Get the Stansted express to london Liverpool street and you can pick up a bus from there to Baker Street it is not far from Liverpool street, or you can get a tube to baker street, it is only 2.20 each for a single bus fare to Baker Street, but if you got to change then it is better to get a bus pass that you can used on tube and train.  

Enjoy your time in London


----------



## skint (6 Jan 2011)

Really?? god i didnt think there would be queues!! I will def book it so... 
I got the day return tickets as a Christmas present. We can't stay over night for personal reasons but im happy enough that the it will be nice to just go over for the day anyways


----------



## Kev (6 Jan 2011)

Really there is always a lot of queues there and I would really recommend booking and looking into it first do not just turn up and expect to get in unless you got lots of time to spare.


----------



## skint (6 Jan 2011)

thank you thats good to be aware of


----------



## Petermack (6 Jan 2011)

skint said:


> Hi we have booked the flights to stansted so what is best way of transport to london... tube does not go directly i dont think


 
The website below is a good link for working out how to get around by Tube or train. The closest tube station to Madame tussaud is Baker Street if I remember correctly. I think its about a 2 min walk

http://www.tfl.gov.uk/


----------



## Kev (6 Jan 2011)

You could get a coach from Stansted which takes about an hrs and a bit into London some coaches drops off at baker street however, it would on the time of day, as if it is in a busy time in the morning then you will be delayed with traffic. It is an option to consider.  

Also this is the link for Madame tussaud if you want to book 

[broken link removed]

Look up also coaches from Stansted coach as there are many that goes to London and that bit cheaper.   National express do coaches as well as other companies but National express trains are the only trains going from Stansted to London Liverpool street.


----------



## Thirsty (7 Jan 2011)

This lot are worth looking at - [broken link removed]

The further in advance you book, the cheaper it is.


----------



## Kev (7 Jan 2011)

Let me know if you are able to book a £2 fare, I have been trying for over 2 years and not been able to get one of these fares.  I go from London to Stansted and I used the national express because I could never get one of these fares.  Also the buses is very small compared to other coaches from Stanstead to London.  If you book 2 weeks in advance with National Express you will get a much cheaper fare also if you book on line as well.  Standsted has lots of coaches waiting for passagners to take to London and other parts of UK.

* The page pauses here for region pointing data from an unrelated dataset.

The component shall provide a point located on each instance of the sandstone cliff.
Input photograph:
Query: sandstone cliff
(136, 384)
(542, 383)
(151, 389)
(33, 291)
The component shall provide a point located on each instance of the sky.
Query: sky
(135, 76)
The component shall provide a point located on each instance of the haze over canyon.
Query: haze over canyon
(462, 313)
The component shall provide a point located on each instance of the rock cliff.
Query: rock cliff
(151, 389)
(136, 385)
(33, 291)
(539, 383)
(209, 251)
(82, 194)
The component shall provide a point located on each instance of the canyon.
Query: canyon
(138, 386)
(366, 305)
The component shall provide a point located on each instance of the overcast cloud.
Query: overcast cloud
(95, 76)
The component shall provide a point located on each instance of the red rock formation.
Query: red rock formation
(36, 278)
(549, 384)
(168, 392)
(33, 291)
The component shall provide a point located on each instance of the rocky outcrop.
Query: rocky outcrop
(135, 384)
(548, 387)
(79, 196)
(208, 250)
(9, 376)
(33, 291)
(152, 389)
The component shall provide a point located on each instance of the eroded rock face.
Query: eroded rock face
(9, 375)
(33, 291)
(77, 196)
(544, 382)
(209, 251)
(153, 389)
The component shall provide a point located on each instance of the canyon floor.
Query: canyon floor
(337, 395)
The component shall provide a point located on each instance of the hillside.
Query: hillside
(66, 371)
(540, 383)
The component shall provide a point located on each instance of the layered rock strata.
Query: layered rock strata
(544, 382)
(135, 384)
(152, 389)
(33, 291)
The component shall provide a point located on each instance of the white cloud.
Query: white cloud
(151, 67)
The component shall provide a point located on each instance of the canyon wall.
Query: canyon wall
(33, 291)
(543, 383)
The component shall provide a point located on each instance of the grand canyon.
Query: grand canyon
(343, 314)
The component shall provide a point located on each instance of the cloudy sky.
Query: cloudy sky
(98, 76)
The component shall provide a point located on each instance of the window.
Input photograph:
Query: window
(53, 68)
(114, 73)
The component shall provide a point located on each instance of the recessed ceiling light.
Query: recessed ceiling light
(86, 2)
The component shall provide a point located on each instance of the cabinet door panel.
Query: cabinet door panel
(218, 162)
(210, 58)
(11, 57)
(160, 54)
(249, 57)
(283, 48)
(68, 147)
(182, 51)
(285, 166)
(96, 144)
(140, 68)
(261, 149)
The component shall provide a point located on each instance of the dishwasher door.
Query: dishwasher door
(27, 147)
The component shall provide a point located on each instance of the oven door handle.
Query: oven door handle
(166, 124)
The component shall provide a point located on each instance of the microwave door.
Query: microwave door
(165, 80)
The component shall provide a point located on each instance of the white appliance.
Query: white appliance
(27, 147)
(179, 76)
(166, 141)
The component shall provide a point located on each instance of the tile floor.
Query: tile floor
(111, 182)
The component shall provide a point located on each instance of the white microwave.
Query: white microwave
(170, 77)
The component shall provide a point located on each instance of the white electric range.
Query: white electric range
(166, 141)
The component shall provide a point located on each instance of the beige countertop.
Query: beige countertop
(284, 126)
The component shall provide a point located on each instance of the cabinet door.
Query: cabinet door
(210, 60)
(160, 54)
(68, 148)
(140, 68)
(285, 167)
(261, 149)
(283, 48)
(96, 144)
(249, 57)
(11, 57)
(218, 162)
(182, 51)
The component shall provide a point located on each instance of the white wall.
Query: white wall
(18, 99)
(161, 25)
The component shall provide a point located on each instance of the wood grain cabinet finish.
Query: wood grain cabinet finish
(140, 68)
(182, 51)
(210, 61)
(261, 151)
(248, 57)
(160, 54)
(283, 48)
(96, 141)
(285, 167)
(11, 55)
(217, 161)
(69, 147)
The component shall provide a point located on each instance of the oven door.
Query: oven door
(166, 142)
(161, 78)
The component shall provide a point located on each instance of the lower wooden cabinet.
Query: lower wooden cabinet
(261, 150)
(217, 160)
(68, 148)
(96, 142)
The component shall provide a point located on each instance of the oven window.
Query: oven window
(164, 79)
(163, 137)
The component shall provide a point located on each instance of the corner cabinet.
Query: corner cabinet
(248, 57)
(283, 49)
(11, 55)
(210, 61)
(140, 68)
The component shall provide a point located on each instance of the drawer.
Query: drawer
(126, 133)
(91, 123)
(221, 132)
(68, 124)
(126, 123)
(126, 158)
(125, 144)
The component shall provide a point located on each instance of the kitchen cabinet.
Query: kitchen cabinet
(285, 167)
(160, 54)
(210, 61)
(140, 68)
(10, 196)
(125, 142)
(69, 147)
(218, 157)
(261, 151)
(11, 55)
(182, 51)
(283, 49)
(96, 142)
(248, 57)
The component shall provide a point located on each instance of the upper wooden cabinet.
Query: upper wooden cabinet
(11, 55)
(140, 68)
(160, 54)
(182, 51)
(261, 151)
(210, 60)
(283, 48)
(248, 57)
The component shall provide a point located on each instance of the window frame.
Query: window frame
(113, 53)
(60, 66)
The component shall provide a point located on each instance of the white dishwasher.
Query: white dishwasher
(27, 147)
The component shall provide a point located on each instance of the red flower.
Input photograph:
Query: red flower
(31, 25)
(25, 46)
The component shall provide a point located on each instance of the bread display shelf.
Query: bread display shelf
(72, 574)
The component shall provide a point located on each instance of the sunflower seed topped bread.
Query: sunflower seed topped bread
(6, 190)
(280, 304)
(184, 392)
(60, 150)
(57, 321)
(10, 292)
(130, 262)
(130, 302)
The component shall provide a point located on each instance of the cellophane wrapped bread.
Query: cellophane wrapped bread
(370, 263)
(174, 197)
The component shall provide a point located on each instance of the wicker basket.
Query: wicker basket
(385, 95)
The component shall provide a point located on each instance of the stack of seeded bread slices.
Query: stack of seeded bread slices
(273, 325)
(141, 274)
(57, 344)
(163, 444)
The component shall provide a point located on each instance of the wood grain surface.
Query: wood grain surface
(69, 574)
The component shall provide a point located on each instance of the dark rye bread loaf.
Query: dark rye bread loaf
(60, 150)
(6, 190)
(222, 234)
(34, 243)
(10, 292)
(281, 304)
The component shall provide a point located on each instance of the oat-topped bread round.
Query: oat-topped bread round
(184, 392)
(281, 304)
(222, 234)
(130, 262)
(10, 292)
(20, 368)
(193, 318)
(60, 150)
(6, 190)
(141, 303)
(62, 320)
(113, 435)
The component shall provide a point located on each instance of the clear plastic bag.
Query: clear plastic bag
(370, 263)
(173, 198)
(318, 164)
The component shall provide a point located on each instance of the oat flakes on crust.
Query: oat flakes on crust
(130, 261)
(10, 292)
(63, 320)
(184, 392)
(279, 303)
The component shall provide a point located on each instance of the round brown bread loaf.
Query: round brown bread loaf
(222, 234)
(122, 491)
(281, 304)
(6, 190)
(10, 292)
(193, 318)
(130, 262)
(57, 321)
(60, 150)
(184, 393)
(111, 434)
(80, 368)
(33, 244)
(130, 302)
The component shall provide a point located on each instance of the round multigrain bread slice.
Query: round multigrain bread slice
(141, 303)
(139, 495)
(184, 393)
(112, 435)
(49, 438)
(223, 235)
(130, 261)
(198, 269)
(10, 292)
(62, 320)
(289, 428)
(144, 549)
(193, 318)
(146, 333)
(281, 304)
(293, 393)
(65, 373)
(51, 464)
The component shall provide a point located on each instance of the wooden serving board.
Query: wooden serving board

Best of luck and let me know I you get a £2 fare on easybus.


----------



## skint (7 Jan 2011)

thank you for all the advice everyone i will let you know how i get on...


----------



## Thirsty (8 Jan 2011)

Not sure if that will come up as an image



But I just plugged in 8th May as a random date and can get GBP2 fares each way.



             Sun 08-May-11 10:40     Stansted Airport     Sun 08-May-11 12:05     Baker Street nr UG     EB2     1     GBP 2.00        	                       Sun 08-May-11 23:30     Gloucester Place(BakerSt)     Mon 09-May-11 00:45     Stansted Airport     EB2     1     GBP 2.00


----------



## Kev (8 Jan 2011)

That is very good, obviolusly, I am not booking far enough in advance for the £2 fare, I normally book 2 weeks in advance.

Easy bus stops near Madame tussaud, enjoy you day there.

Thanks for getting back with info.


----------



## RoyRover (9 Jan 2011)

2 for 1 offer on Madame Tussauds if you travel by train on the daysoutguide guide website. 

Cant post a link. but it comes up of you google "two for one rail offers" 

Need to pre-book online


----------